His career was an absolute refusal for the first six albums (Tim Buckley, Goodbye and Hello, Happy/Sad, Blue Afternoon, Lorca and Starsailor) to play the game, to stand still, to be predictable. Dig out a copy of Starsailor - you'll never find it in a secondhand bin - those who have been exposed don't let it go. Few records have ever revealed the human psyche so well - perhaps Scott Walker's frightening, dark Wagnerian masterpiece from last year, Tilt, comes closest in spirit and brave facing off of the inner journey.

It is little surprise then Buckley backed off after Starsailor, his last three albums - Greetings from LA (probably his most famous and commercially accepted: it made Triple J's hottest albums to bonk to - how sad), Sefronia, and Look at the Fool - offering a wild sex-drenched, white boy, funk/soul fandango.
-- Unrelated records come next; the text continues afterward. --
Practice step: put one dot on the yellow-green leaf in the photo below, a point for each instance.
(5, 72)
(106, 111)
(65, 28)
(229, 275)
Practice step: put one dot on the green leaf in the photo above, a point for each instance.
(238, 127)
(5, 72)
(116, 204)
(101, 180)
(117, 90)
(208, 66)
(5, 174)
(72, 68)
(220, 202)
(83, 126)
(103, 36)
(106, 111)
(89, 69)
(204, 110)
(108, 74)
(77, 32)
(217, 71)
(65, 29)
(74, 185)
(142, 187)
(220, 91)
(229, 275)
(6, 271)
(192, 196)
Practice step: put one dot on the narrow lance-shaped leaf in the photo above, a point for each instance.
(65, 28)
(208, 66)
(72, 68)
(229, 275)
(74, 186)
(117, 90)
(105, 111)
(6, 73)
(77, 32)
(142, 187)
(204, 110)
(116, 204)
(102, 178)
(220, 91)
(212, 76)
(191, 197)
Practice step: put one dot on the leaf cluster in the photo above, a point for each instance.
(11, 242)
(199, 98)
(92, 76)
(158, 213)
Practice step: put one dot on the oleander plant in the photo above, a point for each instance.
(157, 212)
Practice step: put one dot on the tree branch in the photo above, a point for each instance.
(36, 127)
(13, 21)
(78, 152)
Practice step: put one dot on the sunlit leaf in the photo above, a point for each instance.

Tim probably went too far inside, too fast but that was Buckley. He was excessive, he was impossible to keep on even keel, unaware of his own brilliance, so deeply ingrained into his own trip that he couldn't see his own destruction spearing over the horizon.

Then again, even if he could, he probably would've aimed straight for it.

By the age of 28, on June 25, 1975, Tim Buckley died of an accidental drug overdose.

Now we call it tragic, then it wasn't quite as, but we have the luxury of time and three live albums - the double set Dream Letter - Live in London, 1968 (1990, Bizarre/Straight/Rhino), Live at the Troubadour,1969 (1994, Bizarre/Straight/Edsel), and Honeyman - Live in New York,1973 (1995, Manifesto).

This Fat & Forty was originally going to be a working man's guide to the five years of Buckley these remarkable recordings span, but that would be short changing Tim.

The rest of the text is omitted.